Il ravvedimento operoso come strumento di tutela del contribuente
La normativa fiscale offre la possibilità di utilizzare il ravvedimento operoso, l’istituto che permette di ridurre le sanzioni a fronte di un adempimento tardivo, ma spontaneo, prima del controllo formale o dell’avvio di attività ispettive. Nel caso degli acconti del concordato preventivo biennale, questo strumento acquisisce un’importanza strategica. Grazie al ravvedimento, un contribuente che non abbia versato integralmente gli acconti può intervenire con un pagamento successivo, prima che venga emesso l’avviso bonario, beneficiando di sanzioni ridotte.
Questa possibilità rende il sistema più flessibile e previene l’effetto “catastrofico” della decadenza immediata, purché il contribuente si mostri reattivo e collaborativo.
Esempi pratici per capire meglio
Immaginiamo un contribuente che, nel primo anno di adesione al concordato preventivo biennale, ometta di versare un acconto stimato sulla base del proprio reddito. In prima battuta non scatterebbe automaticamente la decadenza dal regime agevolato, ma verrebbe applicata una sanzione. Il contribuente potrebbe accorgersi dell’errore e, prima del controllo dell’Agenzia, decidere di corrispondere la somma dovuta utilizzando il ravvedimento operoso, limitando così l’impatto sanzionatorio.

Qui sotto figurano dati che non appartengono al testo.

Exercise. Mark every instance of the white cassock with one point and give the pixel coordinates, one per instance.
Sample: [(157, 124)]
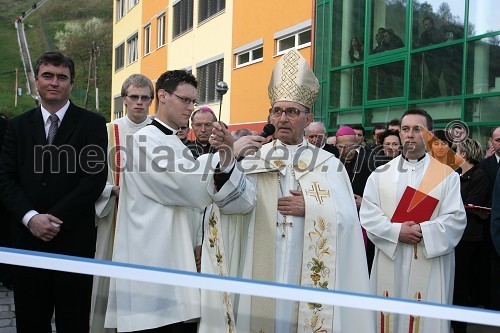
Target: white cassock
[(396, 272), (154, 226), (119, 131), (324, 249)]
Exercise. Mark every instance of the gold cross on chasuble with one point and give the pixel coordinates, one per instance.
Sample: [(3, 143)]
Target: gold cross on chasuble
[(318, 193)]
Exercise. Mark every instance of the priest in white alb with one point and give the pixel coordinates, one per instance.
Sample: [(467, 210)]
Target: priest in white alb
[(303, 231), (137, 94), (413, 213)]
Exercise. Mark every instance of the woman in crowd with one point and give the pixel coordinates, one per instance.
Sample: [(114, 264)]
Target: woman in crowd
[(439, 147), (474, 189), (389, 147)]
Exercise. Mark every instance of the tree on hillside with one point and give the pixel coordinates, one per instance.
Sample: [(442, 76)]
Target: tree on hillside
[(76, 41)]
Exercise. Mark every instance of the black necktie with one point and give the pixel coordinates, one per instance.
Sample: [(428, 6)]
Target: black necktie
[(54, 124)]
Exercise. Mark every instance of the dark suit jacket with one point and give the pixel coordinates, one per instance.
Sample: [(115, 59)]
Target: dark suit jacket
[(64, 179)]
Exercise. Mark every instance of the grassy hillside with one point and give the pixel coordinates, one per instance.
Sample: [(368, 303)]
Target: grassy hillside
[(41, 27)]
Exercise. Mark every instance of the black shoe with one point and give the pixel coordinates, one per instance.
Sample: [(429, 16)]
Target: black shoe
[(8, 285)]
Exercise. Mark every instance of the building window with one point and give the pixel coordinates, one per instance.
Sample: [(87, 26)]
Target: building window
[(249, 57), (118, 109), (161, 30), (208, 8), (119, 56), (297, 36), (132, 51), (183, 17), (147, 39), (132, 3), (208, 75), (120, 9)]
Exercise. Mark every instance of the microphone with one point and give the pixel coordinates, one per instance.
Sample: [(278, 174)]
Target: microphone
[(268, 130)]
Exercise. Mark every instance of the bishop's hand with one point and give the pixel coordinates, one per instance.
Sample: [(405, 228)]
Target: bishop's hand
[(293, 205), (44, 226), (410, 233)]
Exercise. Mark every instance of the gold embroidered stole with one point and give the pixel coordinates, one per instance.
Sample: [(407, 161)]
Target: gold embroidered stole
[(215, 250), (114, 146), (319, 254), (420, 267)]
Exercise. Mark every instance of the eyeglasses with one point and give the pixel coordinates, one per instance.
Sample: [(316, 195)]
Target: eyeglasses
[(185, 100), (135, 98), (290, 112), (345, 146)]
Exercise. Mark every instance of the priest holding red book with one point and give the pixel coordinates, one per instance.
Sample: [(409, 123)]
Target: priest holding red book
[(413, 213)]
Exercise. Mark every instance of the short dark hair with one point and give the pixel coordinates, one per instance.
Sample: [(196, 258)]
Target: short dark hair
[(387, 133), (359, 127), (440, 135), (58, 59), (139, 81), (420, 112), (169, 80), (394, 122)]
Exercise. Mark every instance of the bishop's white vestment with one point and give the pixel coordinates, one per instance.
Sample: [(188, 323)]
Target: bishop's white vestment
[(119, 131), (154, 226), (424, 272), (324, 249)]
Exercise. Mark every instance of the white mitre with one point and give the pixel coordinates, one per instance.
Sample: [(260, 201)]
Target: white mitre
[(293, 80)]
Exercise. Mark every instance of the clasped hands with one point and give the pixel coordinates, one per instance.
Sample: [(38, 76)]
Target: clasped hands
[(293, 205), (44, 226)]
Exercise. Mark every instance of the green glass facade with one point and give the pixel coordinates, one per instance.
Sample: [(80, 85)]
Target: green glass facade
[(377, 58)]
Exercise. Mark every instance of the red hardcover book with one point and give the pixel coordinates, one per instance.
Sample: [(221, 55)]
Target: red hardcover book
[(414, 206)]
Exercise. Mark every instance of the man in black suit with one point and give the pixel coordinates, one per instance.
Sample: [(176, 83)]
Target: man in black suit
[(5, 277), (316, 134), (53, 170), (491, 261)]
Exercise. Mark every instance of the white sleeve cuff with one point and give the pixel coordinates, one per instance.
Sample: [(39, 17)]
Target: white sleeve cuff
[(27, 217)]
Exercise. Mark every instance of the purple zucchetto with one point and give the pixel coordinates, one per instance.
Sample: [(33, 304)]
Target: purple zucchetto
[(345, 130)]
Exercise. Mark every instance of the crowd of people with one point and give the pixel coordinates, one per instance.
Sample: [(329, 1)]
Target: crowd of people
[(403, 217)]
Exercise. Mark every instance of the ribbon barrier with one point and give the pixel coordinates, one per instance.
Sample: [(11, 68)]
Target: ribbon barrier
[(243, 286)]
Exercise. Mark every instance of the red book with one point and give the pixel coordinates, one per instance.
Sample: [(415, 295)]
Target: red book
[(414, 206)]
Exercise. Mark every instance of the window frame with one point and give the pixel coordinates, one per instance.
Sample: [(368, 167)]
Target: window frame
[(204, 6), (147, 39), (179, 26), (121, 48), (161, 31), (120, 9), (296, 46), (251, 58), (208, 73), (132, 4)]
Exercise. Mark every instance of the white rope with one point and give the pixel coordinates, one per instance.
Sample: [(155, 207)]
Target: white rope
[(248, 287)]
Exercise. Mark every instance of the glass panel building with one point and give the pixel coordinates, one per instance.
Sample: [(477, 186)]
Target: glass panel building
[(377, 58)]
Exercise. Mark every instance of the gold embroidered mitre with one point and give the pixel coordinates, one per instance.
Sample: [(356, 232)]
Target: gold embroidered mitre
[(293, 80)]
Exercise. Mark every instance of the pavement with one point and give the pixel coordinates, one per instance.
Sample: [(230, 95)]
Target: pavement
[(8, 316)]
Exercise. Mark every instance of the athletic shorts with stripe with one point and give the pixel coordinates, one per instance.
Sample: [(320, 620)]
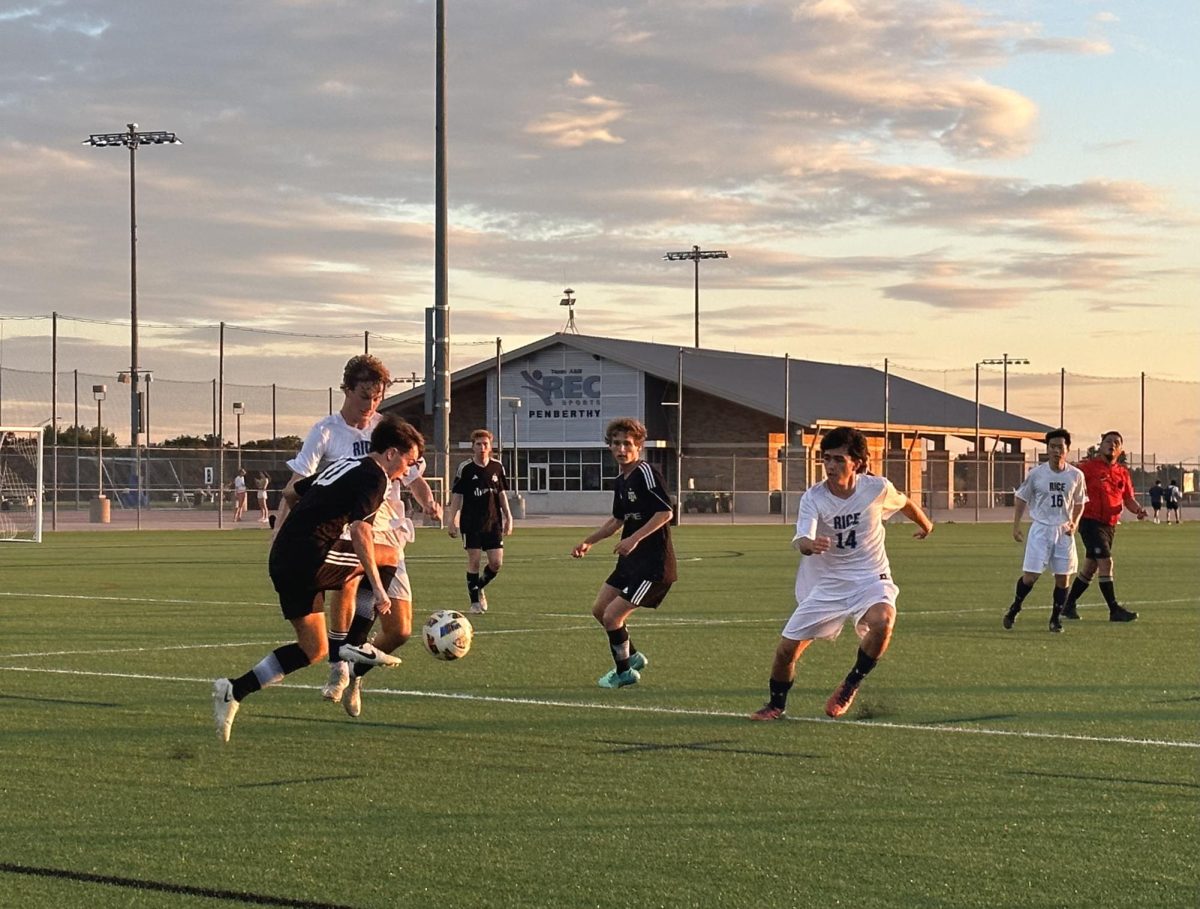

Se, tuttavia, il contribuente ignorasse sia l’acconto dovuto sia la successiva comunicazione bonaria, allora la decadenza diventerebbe una prospettiva reale, non più evitabile.
Il confronto interpretativo e le possibili evoluzioni normative
L’impianto normativo delineato dal D.Lgs. 13/2024, insieme alle interpretazioni dell’Amministrazione, testimonia un approccio più dinamico rispetto al passato. Tuttavia, restano aperti alcuni interrogativi. Alcuni addetti ai lavori sollevano dubbi sulla coerenza di queste conclusioni con altre disposizioni, come l’articolo 20 del medesimo decreto, che regolano modalità e penalità relative agli acconti.
La presenza di interpretazioni differenti tra dottrina, prassi amministrativa e giurisprudenza futura non è esclusa, e sarà utile monitorare eventuali successivi interventi normativi, nonché pronunce degli organi giurisdizionali. Il risultato è un quadro in evoluzione, in cui il contribuente deve tenersi aggiornato con grande attenzione, pur potendo contare su strumenti, come il ravvedimento, in grado di mitigare gli effetti più severi delle omissioni iniziali.
Conclusione
La disciplina degli acconti relativi al concordato preventivo biennale diviene così un terreno di prova per verificare l’equilibrio tra flessibilità e rigore del sistema fiscale. La prospettiva che l’omesso versamento iniziale non determini immediatamente la decadenza dal regime concordato, ma che essa possa essere scongiurata da un successivo adempimento spontaneo o dall’adesione alle richieste di regolarizzazione dopo l’avviso bonario, rappresenta un punto di svolta importante. Questo approccio consente al contribuente di muoversi con maggiore sicurezza, senza tuttavia allentare l’esigenza di rispettare le norme e di assicurare all’Erario le entrate dovute.